Tribunal Administratif de Nice — Décision N° TA06-2204479

mercredi 21 septembre 2022

JuridictionTribunal Administratif de Nice
SectionTribunal Administratif de Nice
N° DossierTA06-2204479
TypeDécision
RecoursExcès de pouvoir
PublicationC
FormationMagistrat Mme KOLF
Avocat requérantSERFATY VENUTTI CAMACHO & CORDIER

Texte intégral

Vu la procédure suivante :

Par une requête, enregistrée le 19 septembre 2022, M. B A, retenu au centre de rétention administrative de Nice, demande au tribunal :

1°) d'annuler l'arrêté du 13 septembre 2022 par lequel le préfet des Alpes-Maritimes l'a obligé à quitter le territoire français sans délai, a fixé le pays de destination et a prononcé à son encontre une interdiction de retour sur le territoire français d'une durée de deux ans ;

2°) d'enjoindre au préfet des Alpes-Maritimes de procéder à l'effacement de son inscription aux fins de non-admission dans le système d'information Schengen ;

3°) de mettre à la charge de l'Etat une somme de 1 000 euros à verser à son conseil en application des dispositions de l'article L. 761-1 du code de justice administrative, sous réserve que ce dernier renonce à percevoir la somme correspondant à la part contributive de l'Etat à l'aide juridictionnelle.

Il soutient que :

- sa requête est recevable, dès lors qu'il était en détention lorsque l'arrêté attaqué lui a été notifié, qu'il n'a pas pu bénéficier d'une consultation juridique et qu'il n'a pas pu introduire son recours dans le délai imparti ;

- l'arrêté contesté est entaché d'incompétence, faute pour le préfet de produire la délégation de signature ;

- la décision portant obligation de quitter le territoire a été prise à l'issue d'une procédure irrégulière, dès lors qu'il n'a pas été mis à même de présenter ses observations préalablement à son édiction ;

- elle est insuffisamment motivée ;

- elle est entachée d'une erreur de droit ;

- elle est entachée d'une erreur manifeste d'appréciation.
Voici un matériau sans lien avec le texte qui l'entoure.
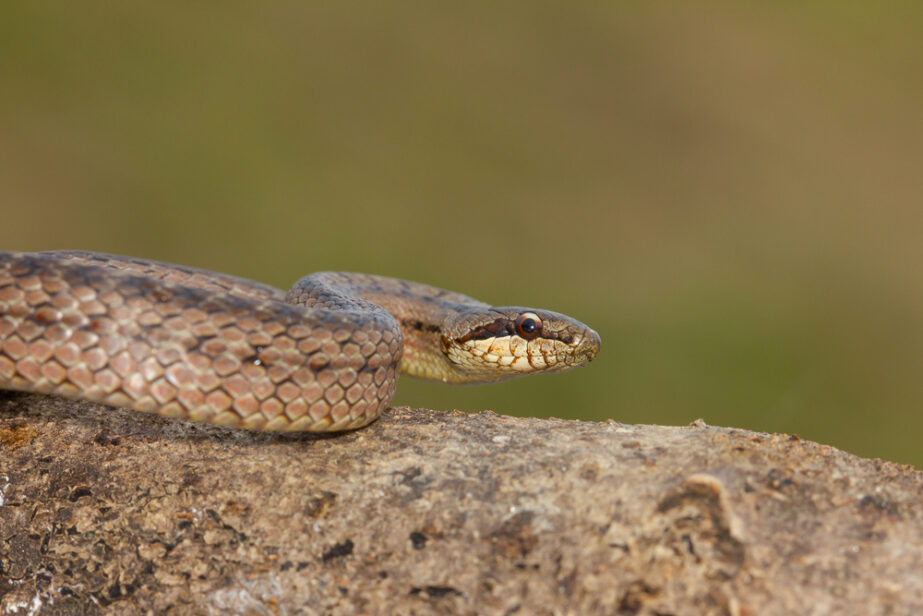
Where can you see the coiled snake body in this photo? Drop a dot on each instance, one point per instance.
(198, 345)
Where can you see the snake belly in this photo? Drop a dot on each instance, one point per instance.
(198, 345)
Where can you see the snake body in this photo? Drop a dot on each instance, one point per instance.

- la décision portant refus d'octroi d'un délai de départ volontaire est entachée d'une erreur d'appréciation, dès lors que le préfet a fait une application mécanique des dispositions du 3° de l'article L. 612-2 du code de l'entrée et du séjour des étrangers et du droit d'asile et n'a pas examiné les circonstances particulières de l'espèce ;

- la décision portant obligation de quitter le territoire étant illégale, la décision portant interdiction de retour l'est également par conséquent et devra par voie d'exception d'illégalité être annulée ;

- la décision portant interdiction de retour est insuffisamment motivée ;

- elle méconnaît les dispositions des articles L. 612-6 et suivants du code de l'entrée et du séjour des étrangers et du droit d'asile ;

- elle porte une atteinte disproportionnée à son droit au respect de sa vie privée et familiale.

Par un mémoire en défense, enregistré le 21 septembre 2022, le préfet des Alpes-Maritimes, représenté par la SELARL Serfaty Vernutti Camacho Cordier, conclut au rejet de la requête.

Il fait valoir que la requête est tardive et, en tout état de cause, qu'aucun des moyens soulevés par le requérant n'est fondé.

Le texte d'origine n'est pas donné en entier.